Einen beträchtlichen Teil ihrer US-Investitionen hatten Roche und Novartis gewiss ohnehin geplant. Aber es gilt, Trump mit möglichst hohen Summen zu beeindrucken und so von seinen Zollplänen abzubringen. Unter Federführung der Regierung in Bern tüftelt die Schweizer Wirtschaft als Ganzes angeblich an einem Investitionsversprechen im Volumen von rund 150 Milliarden Dollar, um Trump von dem horrenden 31-Prozent-Zoll abzubringen, den sich seine Leute für die Eidgenossenschaft ausgedacht haben.
Befürchtungen um hiesige Produktionsstätten
In hiesigen Arbeitnehmerkreisen von Roche wird befürchtet, dass die US-Offensive zulasten der Produktionsstätten in Penzberg (Bayern), Mannheim und Kaiseraugst (Schweiz) gehen könnte. Nach Aussage einer Sprecherin hat Roche aber derzeit keine Pläne, Investitionen und Stellen an anderen Standorten zu kürzen.
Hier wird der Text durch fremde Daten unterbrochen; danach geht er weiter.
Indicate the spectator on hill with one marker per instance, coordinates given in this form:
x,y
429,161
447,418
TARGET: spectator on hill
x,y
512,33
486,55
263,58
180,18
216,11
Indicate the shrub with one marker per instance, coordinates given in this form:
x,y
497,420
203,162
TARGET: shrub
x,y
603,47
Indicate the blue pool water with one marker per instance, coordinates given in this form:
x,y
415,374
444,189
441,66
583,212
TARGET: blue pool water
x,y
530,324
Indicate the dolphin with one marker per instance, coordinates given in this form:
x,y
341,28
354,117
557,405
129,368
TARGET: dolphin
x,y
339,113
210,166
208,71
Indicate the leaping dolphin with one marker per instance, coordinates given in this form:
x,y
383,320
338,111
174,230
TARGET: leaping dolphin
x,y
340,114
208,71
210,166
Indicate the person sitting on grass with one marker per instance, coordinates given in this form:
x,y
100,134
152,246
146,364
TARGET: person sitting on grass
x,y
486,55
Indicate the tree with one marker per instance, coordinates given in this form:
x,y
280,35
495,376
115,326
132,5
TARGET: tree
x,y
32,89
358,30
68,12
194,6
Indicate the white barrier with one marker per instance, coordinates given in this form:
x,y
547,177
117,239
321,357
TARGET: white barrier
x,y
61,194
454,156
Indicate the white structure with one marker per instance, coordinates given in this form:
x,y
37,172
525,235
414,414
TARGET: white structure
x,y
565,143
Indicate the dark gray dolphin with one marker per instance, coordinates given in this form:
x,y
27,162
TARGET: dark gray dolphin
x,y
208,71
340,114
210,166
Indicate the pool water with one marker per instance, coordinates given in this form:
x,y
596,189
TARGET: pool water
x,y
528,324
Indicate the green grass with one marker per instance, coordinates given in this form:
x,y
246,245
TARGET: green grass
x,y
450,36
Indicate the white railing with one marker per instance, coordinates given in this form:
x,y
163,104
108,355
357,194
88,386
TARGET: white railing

Allein 2024 hat der Konzern 19 Milliarden Dollar investiert.
Insgesamt importierten die USA 2024 pharmazeutische Produkte im Wert von 233 Milliarden Dollar. Davon kamen zwei Drittel aus der EU. Auch für die deutsche Pharmaindustrie sind die Vereinigten Staaten der wichtigste Exportmarkt. Dorthin geht rund ein Viertel aller Ausfuhren. US-Zölle könnten nach Einschätzung von Branchenkennern dazu führen, dass die deutschen Pharmaexporte nach Übersee um gut ein Drittel sinken. Der Verband forschender Pharmaunternehmen (VFA) hat bereits Ende März vor Zöllen auf Arzneimittel gewarnt. Dadurch könnten Investitionen in die USA gelenkt werden, was den Standort Europa erheblich belasten würde.
Auch amerikanische Pharmakonzerne fürchten sich vor der Einführung von Zöllen, weil sie außerhalb der USA große Produktionsstätten unterhalten, vor allem im steuermilden Irland. Nicht von ungefähr also hat Eli Lilly jüngst angekündigt, 27 Milliarden Dollar in den Ausbau seiner amerikanischen Werke zu investieren. Der Vorstandschef des US-Branchenriesen Pfizer, Albert Bourla, erwägt, Teile der Produktion von Standorten im Ausland in die Heimat zu verlagern.